決別を目指して

 魔女を倒す。その言葉の重みは、同じ境遇の者にしか分からない。そして、サエンザはそれを誰よりも理解している人物だった。

 なぜなら、かつて魔女と戦ったことがある唯一の者。それがサエンザだからだ。そして、それがあったからこそサエンザは真に〈完璧なる者〉になったとも言える。天才が納得する初の敗北を味あわせたからだ。


 その経験からすれば、魔女を打倒するなどというのは不可能な行為だ。アレは全ての性能を極めつくしている。加えて、弟子たちの武具を作ったのも彼女であり、手の内もバレている。



「倒す……」



 いや、待て。サエンザが親友と見る男は倒すと言った。殺すとか、止めるではない。今の単語を口に出したことさえ失敗だったと、勘が働く。


 そこでサエンザはコウカの顔を見た。恐怖と疑問と確信がまだら模様を描いている、その瞳。それは何かの賭け・・に挑む男の顔だった。

 揺れて、挫けそうな様子がありありと分かる。それでもまだ前進を止めていない。かつての〈半端者〉には見られなかった顔だ。



「冗談だろう? あの人を倒すなんて、できるもんじゃあない。一度負けて骨身にしみてるよ」

「お前でも無理か……可能性ぐらいはあると思った俺が馬鹿だった」



 言葉とは裏腹に伏せたような顔は互いに険しい。恐らく魔女はこの会話を聞いている。見てすらいるかも知れない。心を読まれていてはお終いだから、それは考えない。

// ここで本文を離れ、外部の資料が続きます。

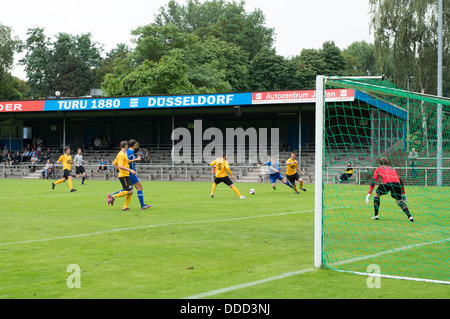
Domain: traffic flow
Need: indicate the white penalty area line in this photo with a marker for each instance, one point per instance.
(408, 247)
(152, 226)
(249, 284)
(348, 261)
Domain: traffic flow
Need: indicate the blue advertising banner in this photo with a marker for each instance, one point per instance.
(146, 102)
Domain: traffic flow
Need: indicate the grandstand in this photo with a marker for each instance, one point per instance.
(59, 123)
(158, 168)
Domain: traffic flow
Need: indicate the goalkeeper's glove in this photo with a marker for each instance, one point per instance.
(367, 199)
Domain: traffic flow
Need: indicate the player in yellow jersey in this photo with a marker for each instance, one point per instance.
(66, 160)
(292, 171)
(121, 162)
(222, 170)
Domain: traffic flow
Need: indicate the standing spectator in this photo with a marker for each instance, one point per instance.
(26, 155)
(413, 155)
(90, 145)
(101, 166)
(34, 159)
(347, 173)
(5, 152)
(111, 167)
(47, 170)
(17, 158)
(79, 162)
(97, 143)
(48, 155)
(140, 153)
(9, 159)
(104, 144)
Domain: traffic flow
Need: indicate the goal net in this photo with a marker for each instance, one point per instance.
(412, 132)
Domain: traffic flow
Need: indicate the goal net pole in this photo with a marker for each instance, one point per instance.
(319, 159)
(318, 187)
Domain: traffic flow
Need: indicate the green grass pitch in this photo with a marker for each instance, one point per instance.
(186, 245)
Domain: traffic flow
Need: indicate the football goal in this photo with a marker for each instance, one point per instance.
(409, 131)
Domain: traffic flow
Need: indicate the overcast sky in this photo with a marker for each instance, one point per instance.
(298, 24)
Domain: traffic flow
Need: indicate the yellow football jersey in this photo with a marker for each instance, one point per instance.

 今、対の人造英雄は本当の兄弟以上に心と仕草だけで会話をしている。口に出る言葉は真っ当な会話のように見せかけながら。



(可能、不可能だけで言うなら可能だろう?)

(可能だ。しかし、確率が低すぎることに変わりは無い)



「それにしても君が騎士とはね。できればこの国で騎士になってくれればよかったのに。そうすれば楽に生きれた」

「まぁな。けど、今のフォールンはそこまで悪い国じゃない。何より地位とかまで金で変えるからな。事前に潜り込む所としては最高だ」



(確率を上げる方法は、相手の想像からズレることだ。上回る必要は無い)

(そうだ。ただ、最低でも我々全員の賛同と外からの助けが必要だ。いや、もしかして、君はだからフォールンを立て直しているのか?)

(アレの愛は歪んでいるが、弟子への干渉は最小限にしているフシがある。そして強いて魔女の弱点を挙げるなら、万能過ぎること、そして視野が広すぎることだ)



 深遠なる魔女の計画は、人の思いも寄らない年数をかけたものだろう。ならば人間では出し抜けないか? 答えは否だ。


 サエンザは人の上に立つ家の生まれであるからこそ、コウカが何を狙っているのか理解した。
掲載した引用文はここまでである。